Mon, Sep 19, 2005 - Page 3 News List

Ministry ups target for urine drug tests

NEW RULES The Ministry of the Interior has decided to act on the growing problem of drug abuse among the public and has widened its net to catch stubborn perpetrators

STAFF WRITER

Because of the gravity of substance abuse and crime in society, the Ministry of the Interior (MOI) has recently decided to widen its target for public urine tests for substance abuse.

After the draft plan is approved by the Cabinet this week and put into effect on Oct. 1, an estimated 14,000 alternative services personnel and 3,000 to 4,000 students will be required to provide urine samples for testing every year.

Also, after the recent riot by Thai laborers in Kaohsiung, the government has raised its human-rights awareness and lifted a regulation that required all foreign laborers to be screened for substance abuse through urine sampling.

Recently, there have been reports saying that amphetamine and other drug-abuse incidents have increased in alternative service personnel, which serves to substantiate public suspicions about the efficiency of military personnel management.

The MOI's National Conscription Administration has agreed to regulate all alternative service personnel in accordance with the Ministry of National Defense's provisions, which require taking urine samples from specific population groups.

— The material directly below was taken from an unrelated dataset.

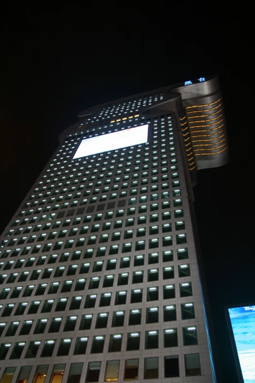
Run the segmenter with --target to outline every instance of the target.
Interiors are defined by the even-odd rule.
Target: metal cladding
[[[155,115],[161,112],[175,114],[179,130],[182,133],[184,148],[194,184],[197,170],[222,166],[229,159],[226,121],[218,77],[201,77],[119,99],[111,104],[159,92],[162,95],[161,97],[152,98],[149,105],[140,106],[140,116],[143,114]],[[81,120],[91,117],[93,120],[93,117],[99,117],[100,110],[108,105],[101,104],[84,111],[78,114],[78,117]],[[102,122],[100,119],[99,121],[99,123]],[[76,127],[75,124],[68,128],[69,131],[74,131]],[[60,135],[60,141],[65,136],[66,130]]]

In this way, all alternative service personnel recruits and other people who have violated or have been suspected of violating the law will be regulated by the new provision and tested by random sampling.

According to the MOI, the number of alternative service personnel has reached 14,000 this year and the figure is expected to increase to 15,000 next year. Because of the large number of alternative military service personnel, and concerns that their functions are closely related to the nation's everyday life, there is definitely a need for the government to show its concern through action.

The issue of expanding the number of subjects to be tested via urine samples was discussed in a meeting of Cabinet-level agencies. The meeting reached the conclusion to test the urine of all recruited alternative military service personnel and students.

Currently, the regulation concerning students demands only that elementary and junior high school students who return to school after dropping out and those who previously tested positive for drugs be tested. Students who have completed a year of juvenile detention are also required to submit urine samples for testing before their release.

After careful consideration, the Ministry of Justice decided to increase the amount of students for urine sampling by including all dropouts and students returning to senior high school and below. Another decision was to include all students who have violated statutes related to drug abuse under the government's inspection. In other words, no matter whether a student violates the law by producing, transporting, selling, using or possessing drugs, he or she will be under the government's scrutiny.

The Ministry of Education explained that school dropouts are at a high risk of drug abuse. Furthermore, the Ministry of National Defense replaced the word "soldiers" with "personnel" because the military has gradually increased its clerical staff. By changing the term, the clerical staff will also be subject to the new regulations.